I assume you mean the ET-15000. I bought this printer on the strength of my experience with my WF-7720. I love my 7720 (and still have it), but grew frustrated with its small cartridge size and the trouble refilling them. I do a lot of 13x19 size posters, but the ecotank version of my printer (ET-16500) deleted the ability to do borderless.
So I bought the ET-15000 because Epson finally released an eco-tank printer that advertised borderless printing. But when I set it up I discovered the printer can't do borderless at 13x19. The largest it will do borderless is 11x17. It's not a print head issue - the platten is wide enough. It seems to be the same marketing decision they made for the ET-16500 - they don't want you buying large format ecotank printers you can crank out large numbers of posters on. They want you to have to buy their expensive ink cartridges for that.
All the other issues which keep me from using my WF-7720 as an every-day printer are in the ET-15000 too. They tell you it uses pigment ink, but that's only for black. Colour inks are all dye-based. And the printer has no postscript or any other real page description language support. I kid you not, it still uses the old
ECP/P-R printer codes. I think this is why its halftoning is so terrible. Anything that is greyscale looks like it's done on a dot matrix printer. This issue comes up with some colour graphics too.
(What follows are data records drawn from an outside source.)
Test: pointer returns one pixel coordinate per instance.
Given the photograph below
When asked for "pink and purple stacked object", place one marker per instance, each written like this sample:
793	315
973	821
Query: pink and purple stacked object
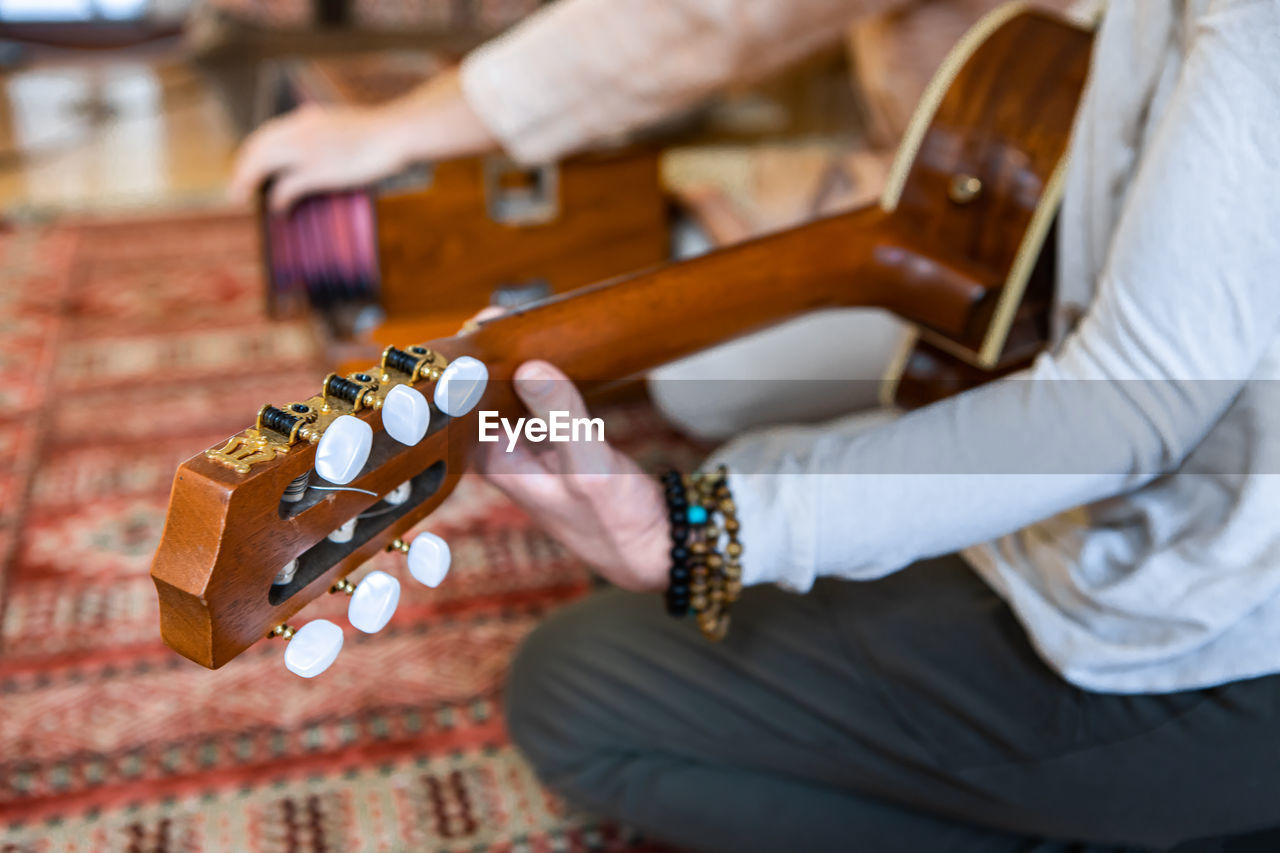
325	249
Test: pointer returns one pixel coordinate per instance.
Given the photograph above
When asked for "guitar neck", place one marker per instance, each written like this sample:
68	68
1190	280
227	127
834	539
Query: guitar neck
625	327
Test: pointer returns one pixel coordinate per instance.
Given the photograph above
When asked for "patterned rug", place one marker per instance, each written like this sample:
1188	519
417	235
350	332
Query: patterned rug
126	347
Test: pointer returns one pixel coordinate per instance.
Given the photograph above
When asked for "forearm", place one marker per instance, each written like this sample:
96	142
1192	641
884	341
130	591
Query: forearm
1185	310
433	122
583	71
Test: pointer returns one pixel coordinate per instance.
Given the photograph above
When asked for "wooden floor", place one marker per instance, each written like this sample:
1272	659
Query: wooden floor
108	133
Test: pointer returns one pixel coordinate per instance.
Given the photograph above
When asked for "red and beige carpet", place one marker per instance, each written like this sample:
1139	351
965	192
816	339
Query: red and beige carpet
126	347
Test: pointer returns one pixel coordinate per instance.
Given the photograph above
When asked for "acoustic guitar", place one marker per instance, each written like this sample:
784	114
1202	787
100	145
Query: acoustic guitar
960	245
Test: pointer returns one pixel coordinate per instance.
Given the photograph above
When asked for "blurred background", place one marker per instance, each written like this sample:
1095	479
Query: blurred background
135	332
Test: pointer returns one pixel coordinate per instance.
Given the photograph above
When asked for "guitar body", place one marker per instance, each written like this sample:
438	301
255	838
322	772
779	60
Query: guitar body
1000	110
955	247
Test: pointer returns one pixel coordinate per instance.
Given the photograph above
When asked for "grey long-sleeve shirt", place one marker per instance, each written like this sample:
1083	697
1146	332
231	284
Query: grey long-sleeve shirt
1124	493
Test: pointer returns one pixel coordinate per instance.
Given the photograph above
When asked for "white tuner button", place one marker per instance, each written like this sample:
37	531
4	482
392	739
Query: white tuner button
314	648
343	450
461	386
429	559
374	602
406	414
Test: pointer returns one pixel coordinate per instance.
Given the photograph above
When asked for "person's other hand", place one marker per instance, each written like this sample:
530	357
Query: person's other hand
315	149
589	496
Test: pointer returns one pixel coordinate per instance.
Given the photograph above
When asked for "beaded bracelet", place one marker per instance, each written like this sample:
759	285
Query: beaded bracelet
703	580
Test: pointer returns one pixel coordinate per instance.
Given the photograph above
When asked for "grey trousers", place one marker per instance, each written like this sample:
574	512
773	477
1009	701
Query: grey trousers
906	714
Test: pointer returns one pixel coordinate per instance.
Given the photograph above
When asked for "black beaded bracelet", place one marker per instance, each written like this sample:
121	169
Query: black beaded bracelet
679	576
702	579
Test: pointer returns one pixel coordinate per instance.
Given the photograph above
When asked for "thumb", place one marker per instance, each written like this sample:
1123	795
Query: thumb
544	389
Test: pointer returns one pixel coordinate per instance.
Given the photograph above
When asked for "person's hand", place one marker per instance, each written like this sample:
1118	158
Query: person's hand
589	496
330	147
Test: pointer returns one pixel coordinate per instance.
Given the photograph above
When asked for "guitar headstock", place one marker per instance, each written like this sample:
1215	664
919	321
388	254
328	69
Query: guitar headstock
283	511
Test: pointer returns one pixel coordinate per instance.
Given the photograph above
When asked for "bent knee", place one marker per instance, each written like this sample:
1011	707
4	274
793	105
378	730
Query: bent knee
567	689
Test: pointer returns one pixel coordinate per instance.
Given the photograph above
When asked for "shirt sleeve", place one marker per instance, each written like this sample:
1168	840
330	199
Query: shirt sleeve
1187	308
584	71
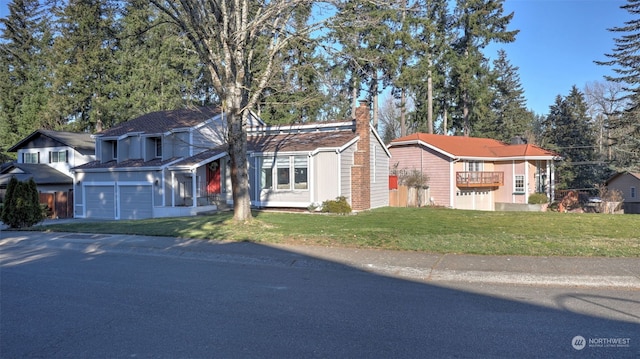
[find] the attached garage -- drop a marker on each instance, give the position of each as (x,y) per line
(135,201)
(100,201)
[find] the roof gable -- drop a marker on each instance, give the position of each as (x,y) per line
(48,138)
(163,121)
(473,147)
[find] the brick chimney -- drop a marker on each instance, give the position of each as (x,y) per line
(361,169)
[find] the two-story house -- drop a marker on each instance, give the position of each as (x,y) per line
(47,157)
(476,173)
(175,163)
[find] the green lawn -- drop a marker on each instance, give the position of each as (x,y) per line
(433,230)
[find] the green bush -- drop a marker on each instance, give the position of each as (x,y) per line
(339,205)
(538,198)
(22,204)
If you want borderless at 13x19, there aren't many options - certainly no eco-tank ones. You'll need a WF-7820 for that prolly.
If you don't need 13x19 printing, if 11x17 is good enough then I would (highly) recommend the Brother MFC-J6945DW. This is my every day printer, and I've never owned a better one. It really is a work of art. Borderless on any kind of paper, it's fast, its price-per-page is down in the eco-tank range anyway, but refillable cartridges just became available for it too. This printer takes cartridges in the front and pumps the ink from them into internal tank resevoirs - which means if you do use refillable cartridges for it they are stable and no-fuss. It has postscript and PCL5, it will communicate in almost every protocol known to man short of smoke signals. It has a USB port (which Epson deleted off the ET-15000) and because it supports postscript it can natively print PDFs. A guest can come in with a PDF on a stick and print it. On top of that, what surprised me is that it does the finest (and most colour-accurate) photos I've seen on a 4-colour printer.